А потом гробик этот крохотный, будто кукла в нем, и курят ладаном, и поют, а ты стоишь и думаешь - Господи, да меня лучше возьми, какой же родитель за свое дитя не пострадает, боль не потерпит?
Что ж ты, Господи, младенчика-то невинного так мучаешь, за что это ему? И, стыдно сказать, проклинаешь Бога. А потом все заново.
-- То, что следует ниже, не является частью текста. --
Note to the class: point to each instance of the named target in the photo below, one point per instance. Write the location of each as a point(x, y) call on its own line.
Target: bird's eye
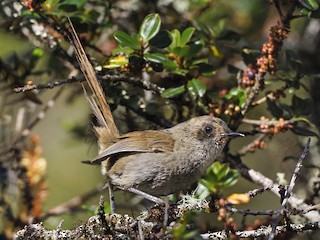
point(208, 129)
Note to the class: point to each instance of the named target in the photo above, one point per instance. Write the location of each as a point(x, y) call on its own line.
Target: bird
point(150, 163)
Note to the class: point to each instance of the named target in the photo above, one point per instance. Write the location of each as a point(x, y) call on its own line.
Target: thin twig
point(288, 192)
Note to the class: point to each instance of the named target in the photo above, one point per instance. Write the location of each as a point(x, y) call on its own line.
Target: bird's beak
point(233, 134)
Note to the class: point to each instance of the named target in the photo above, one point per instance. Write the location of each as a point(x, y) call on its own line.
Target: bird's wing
point(135, 142)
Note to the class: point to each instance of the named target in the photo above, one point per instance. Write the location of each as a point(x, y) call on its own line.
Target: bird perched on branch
point(151, 163)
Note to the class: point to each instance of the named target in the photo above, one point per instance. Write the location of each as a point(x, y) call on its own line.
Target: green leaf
point(126, 40)
point(274, 108)
point(232, 69)
point(115, 62)
point(186, 36)
point(161, 40)
point(238, 94)
point(229, 37)
point(196, 88)
point(72, 5)
point(206, 69)
point(157, 67)
point(302, 107)
point(303, 131)
point(176, 39)
point(222, 171)
point(156, 57)
point(310, 4)
point(173, 92)
point(150, 27)
point(187, 51)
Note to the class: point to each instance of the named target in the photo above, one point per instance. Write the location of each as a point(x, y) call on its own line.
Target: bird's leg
point(146, 195)
point(111, 197)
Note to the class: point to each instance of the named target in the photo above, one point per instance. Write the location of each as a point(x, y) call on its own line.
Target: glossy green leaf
point(173, 92)
point(229, 37)
point(150, 27)
point(238, 94)
point(156, 57)
point(196, 88)
point(72, 5)
point(206, 69)
point(310, 4)
point(274, 108)
point(176, 39)
point(303, 131)
point(302, 107)
point(161, 40)
point(186, 36)
point(126, 40)
point(115, 62)
point(157, 67)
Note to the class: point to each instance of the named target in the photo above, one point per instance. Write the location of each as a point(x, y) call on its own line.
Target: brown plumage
point(157, 162)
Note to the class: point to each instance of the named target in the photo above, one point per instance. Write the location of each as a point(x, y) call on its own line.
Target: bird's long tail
point(97, 101)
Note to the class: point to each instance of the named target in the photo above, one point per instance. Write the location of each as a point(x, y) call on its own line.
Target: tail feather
point(98, 101)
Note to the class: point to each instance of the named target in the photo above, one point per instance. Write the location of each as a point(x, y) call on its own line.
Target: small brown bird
point(155, 162)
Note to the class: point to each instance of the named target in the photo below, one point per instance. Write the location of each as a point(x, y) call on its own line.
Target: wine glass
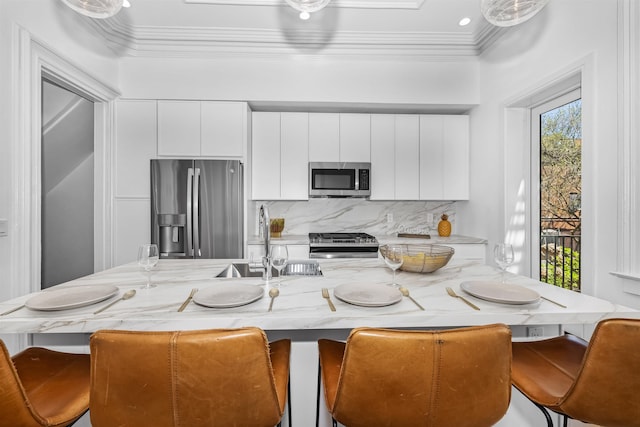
point(503, 255)
point(279, 257)
point(147, 259)
point(393, 257)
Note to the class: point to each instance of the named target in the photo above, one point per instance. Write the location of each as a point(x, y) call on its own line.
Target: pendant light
point(306, 7)
point(95, 8)
point(507, 13)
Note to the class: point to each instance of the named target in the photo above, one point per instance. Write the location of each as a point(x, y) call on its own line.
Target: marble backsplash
point(338, 215)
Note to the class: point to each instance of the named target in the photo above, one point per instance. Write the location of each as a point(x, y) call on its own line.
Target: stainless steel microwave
point(339, 179)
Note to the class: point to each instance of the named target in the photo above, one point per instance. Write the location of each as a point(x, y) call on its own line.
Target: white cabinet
point(395, 150)
point(178, 128)
point(294, 156)
point(224, 128)
point(279, 156)
point(344, 137)
point(407, 164)
point(324, 137)
point(134, 147)
point(355, 137)
point(383, 157)
point(444, 157)
point(202, 128)
point(265, 156)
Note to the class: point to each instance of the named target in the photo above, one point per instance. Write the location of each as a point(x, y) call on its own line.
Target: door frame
point(33, 60)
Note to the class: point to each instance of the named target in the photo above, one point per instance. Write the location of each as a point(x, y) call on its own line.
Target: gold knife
point(188, 300)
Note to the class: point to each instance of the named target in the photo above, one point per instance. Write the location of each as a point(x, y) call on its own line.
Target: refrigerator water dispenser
point(172, 233)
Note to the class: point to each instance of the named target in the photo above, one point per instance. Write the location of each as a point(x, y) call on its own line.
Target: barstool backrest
point(188, 378)
point(458, 377)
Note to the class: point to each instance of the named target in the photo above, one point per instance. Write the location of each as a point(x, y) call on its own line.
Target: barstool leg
point(546, 414)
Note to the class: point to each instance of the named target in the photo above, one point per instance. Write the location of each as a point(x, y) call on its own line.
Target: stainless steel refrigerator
point(197, 208)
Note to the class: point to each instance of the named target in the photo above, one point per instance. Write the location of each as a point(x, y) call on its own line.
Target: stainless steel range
point(342, 245)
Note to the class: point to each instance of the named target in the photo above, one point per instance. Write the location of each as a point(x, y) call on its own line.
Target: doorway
point(557, 169)
point(67, 183)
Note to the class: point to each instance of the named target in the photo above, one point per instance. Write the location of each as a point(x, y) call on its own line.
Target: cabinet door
point(444, 157)
point(383, 168)
point(223, 129)
point(431, 157)
point(355, 137)
point(407, 162)
point(136, 128)
point(324, 137)
point(456, 157)
point(294, 156)
point(178, 128)
point(265, 156)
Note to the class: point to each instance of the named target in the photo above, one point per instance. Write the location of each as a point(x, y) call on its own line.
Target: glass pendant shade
point(95, 8)
point(308, 6)
point(506, 13)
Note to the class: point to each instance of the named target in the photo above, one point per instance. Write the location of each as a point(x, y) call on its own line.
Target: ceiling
point(415, 29)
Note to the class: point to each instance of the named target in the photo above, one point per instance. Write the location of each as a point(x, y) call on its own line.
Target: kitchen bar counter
point(301, 314)
point(300, 305)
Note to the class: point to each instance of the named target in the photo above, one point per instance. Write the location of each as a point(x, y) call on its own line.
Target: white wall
point(568, 35)
point(56, 26)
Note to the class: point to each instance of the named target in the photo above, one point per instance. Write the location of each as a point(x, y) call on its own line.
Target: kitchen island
point(300, 312)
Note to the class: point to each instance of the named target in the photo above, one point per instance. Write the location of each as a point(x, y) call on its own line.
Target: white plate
point(64, 298)
point(228, 295)
point(499, 292)
point(367, 295)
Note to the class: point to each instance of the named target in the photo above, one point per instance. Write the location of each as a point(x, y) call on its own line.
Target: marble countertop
point(300, 305)
point(303, 239)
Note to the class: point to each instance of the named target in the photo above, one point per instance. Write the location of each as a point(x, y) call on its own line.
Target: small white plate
point(228, 295)
point(367, 295)
point(499, 292)
point(64, 298)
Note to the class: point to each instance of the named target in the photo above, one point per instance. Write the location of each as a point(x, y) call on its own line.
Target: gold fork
point(325, 295)
point(453, 294)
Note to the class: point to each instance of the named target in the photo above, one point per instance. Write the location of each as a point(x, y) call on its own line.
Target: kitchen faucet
point(266, 230)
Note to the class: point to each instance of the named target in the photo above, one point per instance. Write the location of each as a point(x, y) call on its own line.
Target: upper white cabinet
point(344, 137)
point(324, 137)
point(224, 128)
point(355, 137)
point(135, 146)
point(178, 128)
point(279, 156)
point(419, 157)
point(444, 157)
point(202, 128)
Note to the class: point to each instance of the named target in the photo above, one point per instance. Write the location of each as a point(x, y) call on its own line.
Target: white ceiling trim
point(359, 4)
point(195, 41)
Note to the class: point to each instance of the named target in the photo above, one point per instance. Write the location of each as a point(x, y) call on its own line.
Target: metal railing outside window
point(560, 252)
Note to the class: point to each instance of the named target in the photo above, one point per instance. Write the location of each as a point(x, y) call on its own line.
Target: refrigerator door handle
point(196, 213)
point(189, 245)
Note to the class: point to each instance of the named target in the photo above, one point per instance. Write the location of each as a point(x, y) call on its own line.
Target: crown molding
point(197, 41)
point(359, 4)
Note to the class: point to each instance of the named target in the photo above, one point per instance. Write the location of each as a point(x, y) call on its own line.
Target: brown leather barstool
point(382, 377)
point(40, 387)
point(596, 382)
point(220, 377)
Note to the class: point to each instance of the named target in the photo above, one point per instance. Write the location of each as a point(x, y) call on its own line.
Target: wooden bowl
point(423, 258)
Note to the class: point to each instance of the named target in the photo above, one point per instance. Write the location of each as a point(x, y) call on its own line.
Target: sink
point(293, 268)
point(242, 269)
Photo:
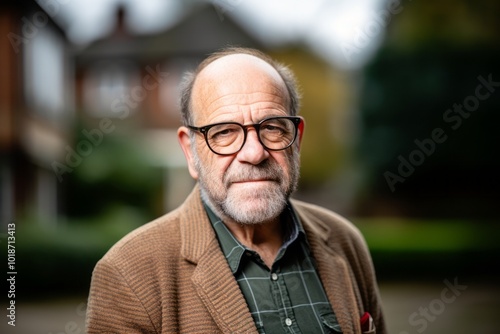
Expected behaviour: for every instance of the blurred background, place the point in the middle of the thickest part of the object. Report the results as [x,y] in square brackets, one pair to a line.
[402,105]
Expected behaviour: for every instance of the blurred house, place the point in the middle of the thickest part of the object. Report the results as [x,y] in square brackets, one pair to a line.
[36,109]
[132,80]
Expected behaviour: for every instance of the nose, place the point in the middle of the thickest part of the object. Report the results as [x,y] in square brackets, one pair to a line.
[252,151]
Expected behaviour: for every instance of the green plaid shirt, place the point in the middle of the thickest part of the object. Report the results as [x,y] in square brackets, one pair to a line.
[289,298]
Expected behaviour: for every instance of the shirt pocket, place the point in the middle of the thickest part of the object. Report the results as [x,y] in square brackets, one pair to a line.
[330,322]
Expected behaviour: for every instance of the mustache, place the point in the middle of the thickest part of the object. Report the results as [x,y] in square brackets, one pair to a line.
[264,171]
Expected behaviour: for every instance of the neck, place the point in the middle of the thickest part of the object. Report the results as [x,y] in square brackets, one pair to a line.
[265,238]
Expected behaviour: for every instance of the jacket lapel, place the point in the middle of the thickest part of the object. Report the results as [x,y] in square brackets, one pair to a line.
[213,280]
[334,273]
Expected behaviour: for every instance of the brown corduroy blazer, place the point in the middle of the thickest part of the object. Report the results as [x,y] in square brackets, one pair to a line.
[170,276]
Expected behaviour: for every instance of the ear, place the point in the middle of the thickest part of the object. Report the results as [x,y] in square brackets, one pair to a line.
[185,142]
[301,130]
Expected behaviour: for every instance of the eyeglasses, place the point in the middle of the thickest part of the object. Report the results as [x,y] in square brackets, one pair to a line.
[274,133]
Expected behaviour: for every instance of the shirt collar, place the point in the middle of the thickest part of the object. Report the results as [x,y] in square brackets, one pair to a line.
[233,250]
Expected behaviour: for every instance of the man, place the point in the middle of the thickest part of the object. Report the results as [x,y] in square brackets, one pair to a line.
[239,256]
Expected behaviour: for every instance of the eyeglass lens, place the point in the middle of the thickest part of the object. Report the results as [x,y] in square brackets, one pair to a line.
[274,134]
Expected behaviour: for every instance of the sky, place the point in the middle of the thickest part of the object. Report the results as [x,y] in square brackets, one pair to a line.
[344,32]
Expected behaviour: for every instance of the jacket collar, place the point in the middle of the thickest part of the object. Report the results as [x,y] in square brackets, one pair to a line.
[219,291]
[334,272]
[213,280]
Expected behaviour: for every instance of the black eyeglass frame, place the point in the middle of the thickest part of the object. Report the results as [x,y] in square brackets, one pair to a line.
[204,131]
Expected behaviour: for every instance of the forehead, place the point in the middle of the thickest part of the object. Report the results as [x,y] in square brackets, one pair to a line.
[238,82]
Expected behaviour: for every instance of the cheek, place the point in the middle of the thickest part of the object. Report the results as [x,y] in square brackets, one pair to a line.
[215,167]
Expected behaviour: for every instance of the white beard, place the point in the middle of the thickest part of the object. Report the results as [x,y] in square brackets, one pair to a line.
[252,203]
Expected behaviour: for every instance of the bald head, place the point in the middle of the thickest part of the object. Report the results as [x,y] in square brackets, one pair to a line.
[234,68]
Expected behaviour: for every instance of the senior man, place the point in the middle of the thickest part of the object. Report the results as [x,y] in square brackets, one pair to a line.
[239,256]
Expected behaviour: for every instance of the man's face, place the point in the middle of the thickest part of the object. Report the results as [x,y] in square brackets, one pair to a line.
[252,185]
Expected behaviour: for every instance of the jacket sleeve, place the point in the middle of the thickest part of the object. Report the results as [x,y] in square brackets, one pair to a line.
[113,307]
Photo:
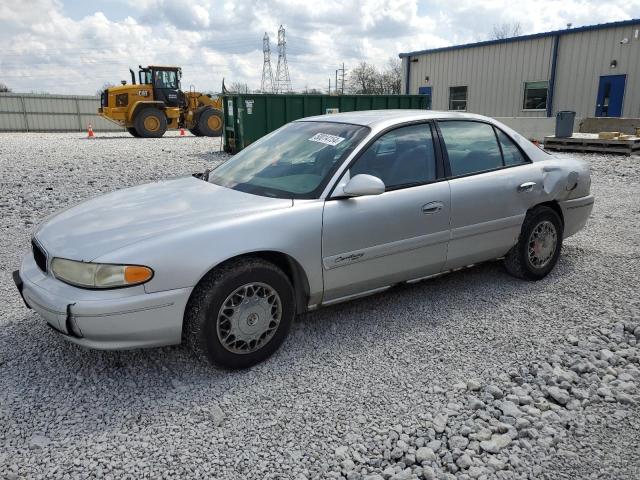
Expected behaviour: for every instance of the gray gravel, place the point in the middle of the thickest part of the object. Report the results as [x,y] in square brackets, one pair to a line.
[472,375]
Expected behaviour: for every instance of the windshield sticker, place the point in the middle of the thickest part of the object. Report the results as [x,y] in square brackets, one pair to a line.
[326,139]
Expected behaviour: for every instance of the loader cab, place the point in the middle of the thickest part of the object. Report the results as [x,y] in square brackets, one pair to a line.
[165,82]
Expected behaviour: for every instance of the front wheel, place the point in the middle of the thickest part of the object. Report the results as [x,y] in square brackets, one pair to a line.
[239,314]
[538,247]
[150,123]
[133,132]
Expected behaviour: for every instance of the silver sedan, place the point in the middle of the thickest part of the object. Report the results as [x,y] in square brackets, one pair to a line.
[323,210]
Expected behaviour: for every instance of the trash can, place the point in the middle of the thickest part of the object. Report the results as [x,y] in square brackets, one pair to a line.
[247,117]
[564,123]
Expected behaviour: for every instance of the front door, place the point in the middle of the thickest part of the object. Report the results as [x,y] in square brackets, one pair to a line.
[373,241]
[610,96]
[426,91]
[166,87]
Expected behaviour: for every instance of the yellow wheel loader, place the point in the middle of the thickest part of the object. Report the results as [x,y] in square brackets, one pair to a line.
[156,104]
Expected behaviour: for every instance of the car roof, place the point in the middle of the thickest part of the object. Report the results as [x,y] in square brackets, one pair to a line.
[379,120]
[374,118]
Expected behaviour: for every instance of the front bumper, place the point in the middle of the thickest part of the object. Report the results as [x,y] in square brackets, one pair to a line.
[103,319]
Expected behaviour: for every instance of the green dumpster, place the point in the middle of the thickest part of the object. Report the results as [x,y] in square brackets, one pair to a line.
[248,117]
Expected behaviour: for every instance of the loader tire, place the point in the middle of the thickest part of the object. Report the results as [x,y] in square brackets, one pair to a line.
[150,123]
[133,132]
[209,122]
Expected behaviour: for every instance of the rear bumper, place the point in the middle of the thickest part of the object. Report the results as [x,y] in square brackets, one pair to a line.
[576,213]
[108,319]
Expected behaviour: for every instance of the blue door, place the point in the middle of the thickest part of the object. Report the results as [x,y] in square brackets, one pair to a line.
[426,91]
[610,96]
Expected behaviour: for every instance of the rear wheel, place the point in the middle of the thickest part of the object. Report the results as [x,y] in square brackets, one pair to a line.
[209,123]
[239,314]
[538,247]
[150,123]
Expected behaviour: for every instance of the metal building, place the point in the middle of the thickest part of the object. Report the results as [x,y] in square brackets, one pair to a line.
[593,70]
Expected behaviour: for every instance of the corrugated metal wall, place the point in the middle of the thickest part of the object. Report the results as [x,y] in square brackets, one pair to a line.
[584,56]
[27,112]
[495,74]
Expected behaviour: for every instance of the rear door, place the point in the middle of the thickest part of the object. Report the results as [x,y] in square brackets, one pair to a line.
[493,185]
[373,241]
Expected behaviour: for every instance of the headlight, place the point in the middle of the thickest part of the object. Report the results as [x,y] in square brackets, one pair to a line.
[99,275]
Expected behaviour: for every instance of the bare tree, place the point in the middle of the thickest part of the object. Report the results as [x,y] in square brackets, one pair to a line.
[367,79]
[506,30]
[239,87]
[393,76]
[363,79]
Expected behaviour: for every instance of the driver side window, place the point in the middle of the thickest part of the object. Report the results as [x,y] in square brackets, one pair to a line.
[400,158]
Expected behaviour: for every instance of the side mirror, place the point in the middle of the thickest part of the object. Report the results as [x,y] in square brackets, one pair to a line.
[362,185]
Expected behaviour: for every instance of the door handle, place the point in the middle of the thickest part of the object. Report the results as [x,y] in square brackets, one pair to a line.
[432,207]
[526,186]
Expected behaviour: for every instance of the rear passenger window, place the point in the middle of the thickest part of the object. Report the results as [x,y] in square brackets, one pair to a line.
[400,158]
[471,146]
[511,153]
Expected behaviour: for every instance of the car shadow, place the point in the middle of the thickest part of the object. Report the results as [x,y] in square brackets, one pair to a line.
[116,383]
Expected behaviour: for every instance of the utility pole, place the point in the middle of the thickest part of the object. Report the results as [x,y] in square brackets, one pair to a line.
[340,90]
[267,73]
[283,81]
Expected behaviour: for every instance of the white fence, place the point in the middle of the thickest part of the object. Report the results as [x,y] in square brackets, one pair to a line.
[28,112]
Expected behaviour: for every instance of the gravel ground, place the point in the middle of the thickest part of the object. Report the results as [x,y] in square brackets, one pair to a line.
[471,375]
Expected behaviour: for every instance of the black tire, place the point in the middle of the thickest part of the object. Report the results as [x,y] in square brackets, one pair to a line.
[518,262]
[150,123]
[133,132]
[200,329]
[209,122]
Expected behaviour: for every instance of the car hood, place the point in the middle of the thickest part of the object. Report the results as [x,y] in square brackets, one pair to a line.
[106,223]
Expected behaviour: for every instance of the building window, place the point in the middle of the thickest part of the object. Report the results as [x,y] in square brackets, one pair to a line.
[457,98]
[535,95]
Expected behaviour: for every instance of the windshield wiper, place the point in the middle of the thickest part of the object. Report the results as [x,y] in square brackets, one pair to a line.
[202,175]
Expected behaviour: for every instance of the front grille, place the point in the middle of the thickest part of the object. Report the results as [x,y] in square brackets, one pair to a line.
[39,256]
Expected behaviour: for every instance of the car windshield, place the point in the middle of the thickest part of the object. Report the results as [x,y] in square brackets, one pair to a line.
[295,161]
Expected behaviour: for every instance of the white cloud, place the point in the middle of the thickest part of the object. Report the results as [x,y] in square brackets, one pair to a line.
[212,39]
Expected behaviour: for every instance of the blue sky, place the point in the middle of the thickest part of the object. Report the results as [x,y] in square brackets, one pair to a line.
[76,46]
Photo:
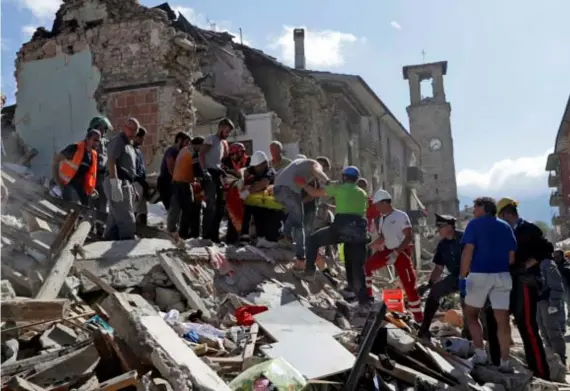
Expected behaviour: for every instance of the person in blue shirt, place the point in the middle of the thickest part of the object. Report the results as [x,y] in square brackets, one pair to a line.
[489,250]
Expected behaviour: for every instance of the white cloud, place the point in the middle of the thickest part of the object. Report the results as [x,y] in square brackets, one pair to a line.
[203,22]
[323,49]
[523,176]
[396,25]
[28,31]
[42,9]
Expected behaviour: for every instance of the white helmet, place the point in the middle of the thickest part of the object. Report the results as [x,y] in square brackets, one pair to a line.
[381,195]
[258,158]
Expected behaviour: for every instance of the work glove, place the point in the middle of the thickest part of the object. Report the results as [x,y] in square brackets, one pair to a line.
[116,190]
[552,310]
[392,258]
[462,286]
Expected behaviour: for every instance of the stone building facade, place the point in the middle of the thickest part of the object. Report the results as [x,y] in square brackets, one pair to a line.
[430,125]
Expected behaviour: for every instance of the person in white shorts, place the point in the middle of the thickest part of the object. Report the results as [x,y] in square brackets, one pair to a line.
[490,247]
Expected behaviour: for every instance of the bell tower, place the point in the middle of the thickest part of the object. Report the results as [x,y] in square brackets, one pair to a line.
[430,124]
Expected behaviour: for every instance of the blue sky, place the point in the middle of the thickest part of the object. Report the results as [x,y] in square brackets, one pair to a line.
[508,65]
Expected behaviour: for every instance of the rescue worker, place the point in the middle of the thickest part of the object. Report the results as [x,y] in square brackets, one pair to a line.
[236,160]
[447,256]
[532,247]
[489,249]
[118,185]
[182,200]
[214,149]
[164,180]
[267,221]
[551,309]
[103,125]
[197,189]
[348,227]
[288,193]
[278,161]
[394,247]
[564,270]
[75,169]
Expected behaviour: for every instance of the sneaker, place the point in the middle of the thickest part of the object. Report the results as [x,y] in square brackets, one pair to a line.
[506,367]
[308,276]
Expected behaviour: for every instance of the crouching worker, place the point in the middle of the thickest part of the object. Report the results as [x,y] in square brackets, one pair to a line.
[394,247]
[349,227]
[75,169]
[551,309]
[259,203]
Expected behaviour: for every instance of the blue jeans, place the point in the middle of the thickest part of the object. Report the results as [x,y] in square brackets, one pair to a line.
[295,223]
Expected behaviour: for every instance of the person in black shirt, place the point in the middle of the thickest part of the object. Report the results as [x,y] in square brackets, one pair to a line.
[258,176]
[532,248]
[447,256]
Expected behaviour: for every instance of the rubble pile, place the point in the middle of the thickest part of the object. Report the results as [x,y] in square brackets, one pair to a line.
[80,313]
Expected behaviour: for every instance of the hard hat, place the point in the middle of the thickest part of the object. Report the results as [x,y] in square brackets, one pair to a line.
[258,157]
[97,122]
[351,171]
[504,202]
[237,147]
[381,195]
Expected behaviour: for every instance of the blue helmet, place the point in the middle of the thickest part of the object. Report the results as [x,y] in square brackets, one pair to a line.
[352,172]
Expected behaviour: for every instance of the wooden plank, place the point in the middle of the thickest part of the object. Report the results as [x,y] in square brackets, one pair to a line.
[63,263]
[119,382]
[156,343]
[27,310]
[250,347]
[19,384]
[24,238]
[180,275]
[64,233]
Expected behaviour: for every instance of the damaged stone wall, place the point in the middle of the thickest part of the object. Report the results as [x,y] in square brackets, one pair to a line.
[143,67]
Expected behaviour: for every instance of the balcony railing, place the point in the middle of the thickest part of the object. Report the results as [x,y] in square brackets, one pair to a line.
[552,162]
[556,198]
[554,179]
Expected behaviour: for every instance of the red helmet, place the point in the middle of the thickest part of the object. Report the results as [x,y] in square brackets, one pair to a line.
[237,147]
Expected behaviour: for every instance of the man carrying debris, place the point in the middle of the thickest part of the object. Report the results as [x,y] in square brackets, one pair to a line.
[103,125]
[532,247]
[447,256]
[178,221]
[121,171]
[288,193]
[214,149]
[394,247]
[141,185]
[164,180]
[489,249]
[75,169]
[278,161]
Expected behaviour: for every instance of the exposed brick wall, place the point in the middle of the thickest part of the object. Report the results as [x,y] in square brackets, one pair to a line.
[141,104]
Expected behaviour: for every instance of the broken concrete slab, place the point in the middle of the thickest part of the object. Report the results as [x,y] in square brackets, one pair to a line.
[58,336]
[156,343]
[121,264]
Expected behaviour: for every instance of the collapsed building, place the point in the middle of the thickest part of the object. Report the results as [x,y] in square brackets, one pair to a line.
[122,59]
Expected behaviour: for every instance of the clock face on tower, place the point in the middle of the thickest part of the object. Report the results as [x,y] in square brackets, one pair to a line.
[435,144]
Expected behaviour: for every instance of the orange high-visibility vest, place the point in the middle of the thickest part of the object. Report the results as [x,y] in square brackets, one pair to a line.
[68,168]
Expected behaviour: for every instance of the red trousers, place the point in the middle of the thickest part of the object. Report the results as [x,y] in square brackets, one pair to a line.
[405,270]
И так восемь раз, Федосья, восемь раз стоял я у гроба детей своих.
Никогда не видела Феодосия своего мужа плачущим, и сейчас он сдерживался изо всех сил, сцепив, зубы, сжав лежащую на столе руку в кулак.
- Федя, - шепнула она. "Федя, родной мой, прости меня".
- Потому и берегу я тебя, Феодосия, что, кроме тебя, и дитяти нашего не рожденного, нет у меня более никого. - Федор, обняв ее, поцеловал в теплый лоб, - там, где начинались соломенные, мягкие волосы. "Матвей что - он ровно отрезанный ломоть, и не в дому уже вовсе, а вы со мной до конца дней моих будете.
Немного их, тех дней, осталось, любимая, - увидев, как Феодосия хочет что-то сказать, Федор мягко приложил палец к ее губам, - и хочу я, чтобы ты провела ты их со мной в радости и веселии, прославляя Всевышнего, а, не проклиная Его".
- Не знала я, Федор, что так бывает, - задумчиво сказала Феодосия.
- Про что не знала? - спросил Вельяминов.
- Не знала я, муж мой, что может женщина так любить мужчину, как я тебя.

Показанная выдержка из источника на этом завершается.